Last nite, I was stood up for the first time in my life. I’ve always wondered how it would feel, to be the sole representative at a meal for two, and now I can tell you - it’s fucking great. I had the pleasure of drinking a whole bottle of Chardonnay to myself. I only spent half as much money as usual. And I was able to eye up every hot waitress in the restaurant without getting a slap from my date. The waitress who showed me to my table was particularly cute. I like that - it’s the sign of a good establishment. Every guy loves it when a waitress flashes them a shy smile that most likely means ‘Good evening sir, if I grin at you like this all nite perhaps you will tip generously’ but which, in their male mind, could just as easily mean ‘Hey, forget my tip - it’s yours I’m after.’ I had turned up for my date looking exceptionally stylish, in a light pink t-shirt beneath a beige jacket, the sort of outfit a heterosexual guy can just about pull off so long as he’s got a girl on his arm. I had an arm - in fact I had two - but no girl to go with it, and so it was that I found myself alone, unwanted and looking like a raving homosexual. I take it now isn't the best moment to mention how good my hair was looking? I know it was looking good because a random guy in the restaurant stopped at my table and asked me if my starter was any good. What kind of a guy approaches another guy who’s wearing a pink t-shirt and asks him what his starter’s like? The sort of guy who wants to be finished off, with the help of one of my spare arms.
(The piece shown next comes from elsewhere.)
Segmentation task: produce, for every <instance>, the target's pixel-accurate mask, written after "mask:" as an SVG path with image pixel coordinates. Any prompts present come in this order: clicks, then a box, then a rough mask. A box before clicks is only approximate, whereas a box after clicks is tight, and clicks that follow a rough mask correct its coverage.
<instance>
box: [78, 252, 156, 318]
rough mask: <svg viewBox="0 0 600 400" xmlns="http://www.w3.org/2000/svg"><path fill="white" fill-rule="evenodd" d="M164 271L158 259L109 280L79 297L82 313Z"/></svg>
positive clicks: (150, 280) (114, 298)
Thus far, I have transcribed this weblog from the restaurant napkin that it was written on. I ran out of funny things to write at this point, not because I was short of inspiration - god forbid - but because I suddenly remembered I had a whole bottle of Chardonnay to finish off. In any case, there’s not much else I can decipher from the napkin, other than that it got a bit blotchy round about here because I spilt some wine on it. I remember discussing 5-a-side football with the waiter, and how we should get a team together. This sort of networking would never have happened if I’d been staring into my girlfriend’s eyes, trying to catch my reflection in them to see if my hair was still straight. Or to be precise, stylishly messed-up. So to summarise, eating alone isn’t half as soul destroying as the movies would have you believe. But perhaps that’s because you’ve never eaten alone in my company. If I wasn’t so fascinating, I’d have bored myself to death by now. All those in favour of being stood up, stand up.